Beritagosip.com Bandara Brisbane di Australia mulai memanfaatkan minyak jelantah sebagai campuran bahan bakar pesawat. Langkah tersebut menjadikan Bandara Brisbane sebagai bandara pertama di Australia yang menerapkan penggunaan bahan bakar berbasis minyak goreng bekas untuk operasional penerbangan.
Bahan bakar tersebut diproduksi oleh Viva Energy melalui Terminal Pinkenba dengan mencampurkan minyak jelantah ke dalam bahan bakar jet konvensional yang telah digunakan sebelumnya.
Bahan bakar campuran itu disimpan, dicampur, disertifikasi, dan didistribusikan melalui sistem bahan bakar jet yang sudah tersedia di Bandara Brisbane.
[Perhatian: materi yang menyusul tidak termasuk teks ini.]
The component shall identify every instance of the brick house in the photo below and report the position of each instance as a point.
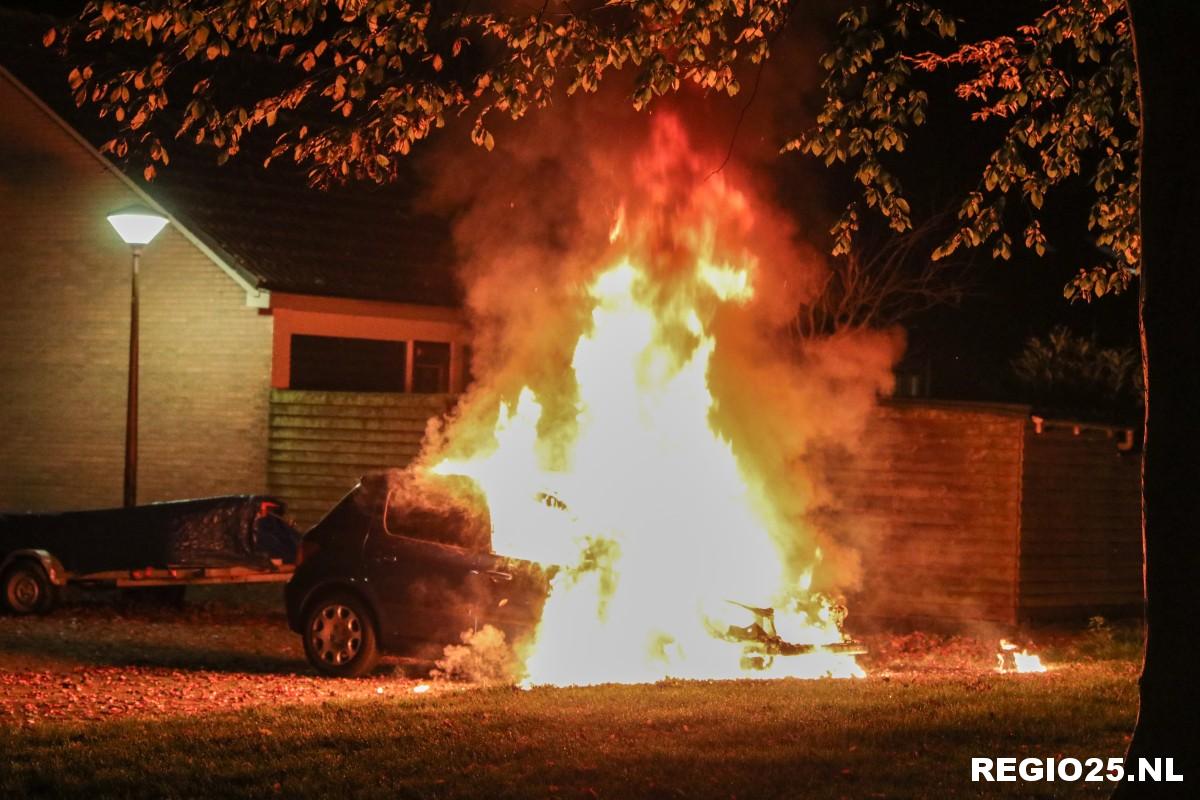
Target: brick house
(267, 310)
(293, 340)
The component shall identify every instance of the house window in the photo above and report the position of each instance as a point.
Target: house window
(431, 367)
(351, 365)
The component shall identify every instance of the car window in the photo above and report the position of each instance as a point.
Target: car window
(442, 510)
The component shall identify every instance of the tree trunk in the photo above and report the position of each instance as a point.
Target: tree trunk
(1169, 715)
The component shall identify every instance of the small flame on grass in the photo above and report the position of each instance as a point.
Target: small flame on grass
(1013, 659)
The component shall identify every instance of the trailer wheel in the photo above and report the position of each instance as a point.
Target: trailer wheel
(340, 637)
(28, 589)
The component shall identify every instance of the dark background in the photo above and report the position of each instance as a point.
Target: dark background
(966, 349)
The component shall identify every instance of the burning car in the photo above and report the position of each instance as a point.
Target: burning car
(403, 565)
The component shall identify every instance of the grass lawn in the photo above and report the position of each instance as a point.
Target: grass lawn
(99, 703)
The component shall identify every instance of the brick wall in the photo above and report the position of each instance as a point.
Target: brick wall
(64, 338)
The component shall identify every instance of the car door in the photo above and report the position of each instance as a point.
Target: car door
(429, 594)
(516, 594)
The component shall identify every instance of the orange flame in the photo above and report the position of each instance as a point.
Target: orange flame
(1013, 659)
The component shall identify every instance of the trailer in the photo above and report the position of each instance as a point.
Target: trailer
(160, 549)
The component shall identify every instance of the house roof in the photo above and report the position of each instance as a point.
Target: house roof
(359, 241)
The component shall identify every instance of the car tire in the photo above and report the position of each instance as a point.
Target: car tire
(27, 589)
(340, 637)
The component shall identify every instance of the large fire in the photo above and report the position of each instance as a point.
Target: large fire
(671, 547)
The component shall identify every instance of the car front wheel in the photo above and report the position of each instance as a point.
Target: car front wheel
(340, 637)
(28, 589)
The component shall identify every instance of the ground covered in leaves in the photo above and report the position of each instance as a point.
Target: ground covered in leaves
(216, 701)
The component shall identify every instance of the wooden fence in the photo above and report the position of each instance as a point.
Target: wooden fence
(936, 487)
(1080, 523)
(321, 443)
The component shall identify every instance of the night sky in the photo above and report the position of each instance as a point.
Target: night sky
(967, 347)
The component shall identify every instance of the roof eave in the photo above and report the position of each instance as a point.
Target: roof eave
(256, 295)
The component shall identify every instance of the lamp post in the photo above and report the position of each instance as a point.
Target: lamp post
(137, 226)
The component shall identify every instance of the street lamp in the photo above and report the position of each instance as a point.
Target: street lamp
(137, 226)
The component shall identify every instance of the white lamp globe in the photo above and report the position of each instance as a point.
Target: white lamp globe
(137, 224)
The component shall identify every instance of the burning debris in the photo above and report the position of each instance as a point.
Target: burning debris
(658, 461)
(1013, 659)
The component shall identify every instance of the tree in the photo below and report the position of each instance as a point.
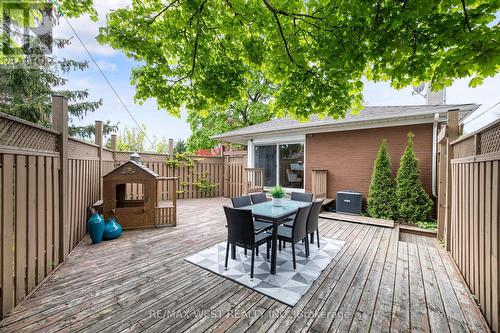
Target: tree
(32, 75)
(413, 203)
(180, 147)
(381, 194)
(316, 53)
(249, 109)
(132, 139)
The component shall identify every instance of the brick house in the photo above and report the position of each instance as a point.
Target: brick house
(289, 150)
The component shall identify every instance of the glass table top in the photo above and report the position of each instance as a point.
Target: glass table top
(266, 209)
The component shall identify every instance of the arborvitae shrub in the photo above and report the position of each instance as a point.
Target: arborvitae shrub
(412, 202)
(381, 200)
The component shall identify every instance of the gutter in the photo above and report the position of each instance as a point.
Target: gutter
(434, 154)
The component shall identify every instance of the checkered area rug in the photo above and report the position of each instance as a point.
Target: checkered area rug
(287, 286)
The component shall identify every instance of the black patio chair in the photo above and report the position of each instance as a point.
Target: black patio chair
(258, 197)
(243, 201)
(240, 232)
(299, 196)
(298, 232)
(312, 223)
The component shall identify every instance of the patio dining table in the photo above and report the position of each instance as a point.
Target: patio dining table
(277, 215)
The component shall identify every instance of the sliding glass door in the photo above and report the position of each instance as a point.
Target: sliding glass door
(265, 158)
(283, 164)
(291, 158)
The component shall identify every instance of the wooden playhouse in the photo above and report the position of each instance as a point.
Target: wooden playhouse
(138, 197)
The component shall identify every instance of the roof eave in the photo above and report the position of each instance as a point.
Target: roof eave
(345, 125)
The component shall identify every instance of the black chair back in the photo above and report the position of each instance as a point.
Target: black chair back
(312, 220)
(300, 223)
(299, 196)
(240, 228)
(241, 201)
(258, 197)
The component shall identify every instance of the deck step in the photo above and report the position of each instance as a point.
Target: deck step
(357, 219)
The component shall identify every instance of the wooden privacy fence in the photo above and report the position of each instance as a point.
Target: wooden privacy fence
(47, 181)
(209, 168)
(474, 230)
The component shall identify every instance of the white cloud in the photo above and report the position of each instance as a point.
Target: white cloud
(106, 65)
(84, 83)
(87, 30)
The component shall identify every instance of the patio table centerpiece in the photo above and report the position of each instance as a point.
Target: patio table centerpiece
(277, 193)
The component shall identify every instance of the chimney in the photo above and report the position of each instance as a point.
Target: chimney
(435, 98)
(135, 157)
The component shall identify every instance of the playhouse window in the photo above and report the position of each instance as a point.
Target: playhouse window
(129, 195)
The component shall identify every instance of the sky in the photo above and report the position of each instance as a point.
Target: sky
(159, 123)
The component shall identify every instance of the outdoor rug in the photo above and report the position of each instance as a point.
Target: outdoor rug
(287, 286)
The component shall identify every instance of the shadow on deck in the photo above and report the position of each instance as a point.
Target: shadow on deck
(141, 282)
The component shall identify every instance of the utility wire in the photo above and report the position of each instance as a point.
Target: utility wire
(107, 80)
(477, 116)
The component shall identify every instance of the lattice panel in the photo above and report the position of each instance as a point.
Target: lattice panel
(82, 149)
(20, 134)
(490, 140)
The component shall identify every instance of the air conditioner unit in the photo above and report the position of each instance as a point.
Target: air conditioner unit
(349, 202)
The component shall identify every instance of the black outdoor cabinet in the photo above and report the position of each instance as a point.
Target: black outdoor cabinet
(349, 202)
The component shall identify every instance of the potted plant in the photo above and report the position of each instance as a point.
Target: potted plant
(277, 194)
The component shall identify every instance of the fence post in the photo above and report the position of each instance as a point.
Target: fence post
(226, 176)
(171, 147)
(98, 141)
(113, 148)
(60, 123)
(451, 134)
(441, 200)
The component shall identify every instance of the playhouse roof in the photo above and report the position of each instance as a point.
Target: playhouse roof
(138, 165)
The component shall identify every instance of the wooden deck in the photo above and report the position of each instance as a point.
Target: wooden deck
(358, 219)
(140, 282)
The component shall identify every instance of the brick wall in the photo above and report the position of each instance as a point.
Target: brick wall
(349, 156)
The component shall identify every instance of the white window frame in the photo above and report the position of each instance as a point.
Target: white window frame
(296, 139)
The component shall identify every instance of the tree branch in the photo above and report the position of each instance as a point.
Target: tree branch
(275, 14)
(466, 15)
(162, 11)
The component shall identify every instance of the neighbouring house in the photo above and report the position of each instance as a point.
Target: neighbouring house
(289, 150)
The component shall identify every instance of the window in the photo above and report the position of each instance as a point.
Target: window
(289, 172)
(291, 157)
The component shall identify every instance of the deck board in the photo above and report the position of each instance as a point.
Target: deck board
(379, 281)
(357, 219)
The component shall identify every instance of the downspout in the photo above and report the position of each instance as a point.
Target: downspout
(434, 154)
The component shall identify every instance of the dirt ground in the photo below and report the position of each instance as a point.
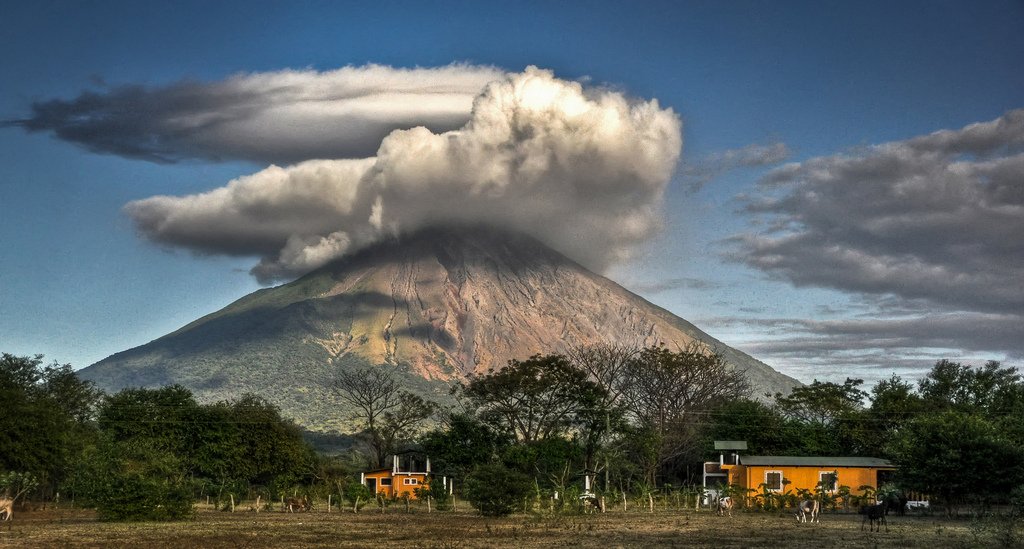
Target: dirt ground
(67, 528)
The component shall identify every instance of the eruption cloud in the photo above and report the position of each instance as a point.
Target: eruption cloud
(581, 169)
(275, 117)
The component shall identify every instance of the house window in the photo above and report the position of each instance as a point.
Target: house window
(828, 480)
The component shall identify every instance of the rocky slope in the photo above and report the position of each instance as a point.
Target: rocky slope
(438, 305)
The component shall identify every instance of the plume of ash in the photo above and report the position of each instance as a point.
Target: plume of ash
(276, 117)
(582, 169)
Seluruh proses dirancang agar tidak mengubah prosedur operasional bagi pilot maupun penumpang.
Proyek ini mencakup peningkatan tangki penyimpanan berkapasitas 3,3 juta liter, sekaligus pembangunan sistem sertifikasi dan akuntansi untuk melacak manfaat lingkungan dari penggunaan bahan bakar tersebut.
CEO Viva Energy, Scott Wyatt, mengatakan gejolak di Timur Tengah dalam beberapa waktu terakhir menjadi salah satu alasan Australia mempercepat langkah tersebut. Menurutnya, kondisi itu sempat memengaruhi pasokan dan harga minyak dunia.
“Pada awalnya kami menghadapi banyak tantangan dalam memastikan pasokan dan memperkuat pasokan ke negara ini,” katanya pada Senin (6/7).
“Namun, mengetahui di mana dibutuhkan dan bagaimana cara mengirimkannya ke sana di tengah lonjakan permintaan yang terjadi sangatlah penting,” lanjut Wyatt.
Meski Australia berhasil melewati krisis tersebut dengan baik, Wyatt menilai kondisi itu menunjukkan pentingnya mempercepat transisi menuju bahan bakar rendah karbon.
“Transisi ini merupakan perjalanan penting bagi kami, tetapi akan memakan waktu lebih lama dari yang kami inginkan,” ujarnya.
“Kami sangat percaya bahwa bahan bakar terbarukan merupakan bagian dari solusi tersebut, dan pembangunan tangki di Pinkenba ini menjadi langkah kecil, tetapi penting, dalam perjalanan kami,” tambahnya.
Wyatt juga menjelaskan bahwa fasilitas di Brisbane merupakan bagian dari program yang lebih luas. Program tersebut mencakup pembangunan fasilitas impor bahan bakar penerbangan berkelanjutan di Victoria serta proyek di Kilang Geelong untuk mengolah bahan baku biogenik sebagai pengganti sebagian minyak mentah.
“Dengan kebijakan pemerintah yang tepat, kami berpotensi mengganti sekitar sepertiga kebutuhan minyak mentah dengan bahan baku biogenik. Langkah ini menjadi upaya nyata untuk mengurangi emisi dari bahan bakar hidrokarbon yang kami olah saat ini,” katanya.
Sementara itu, Kepala Eksekutif Brisbane Airport Corporation, Gert-Jan de Graaff, menyebut penerapan bahan bakar penerbangan berkelanjutan sebagai kemajuan penting bagi industri aviasi.
“Kemampuan mendistribusikan bahan bakar penerbangan berkelanjutan langsung ke seluruh pesawat di Bandara Brisbane merupakan terobosan besar, bukan hanya bagi bandara, tetapi juga bagi maskapai dan para penumpang,” ujarnya.
Selain Bandara Brisbane, sejumlah bandara lain di wilayah Queensland juga dikabarkan akan mulai menggunakan bahan bakar tersebut dalam waktu mendatang.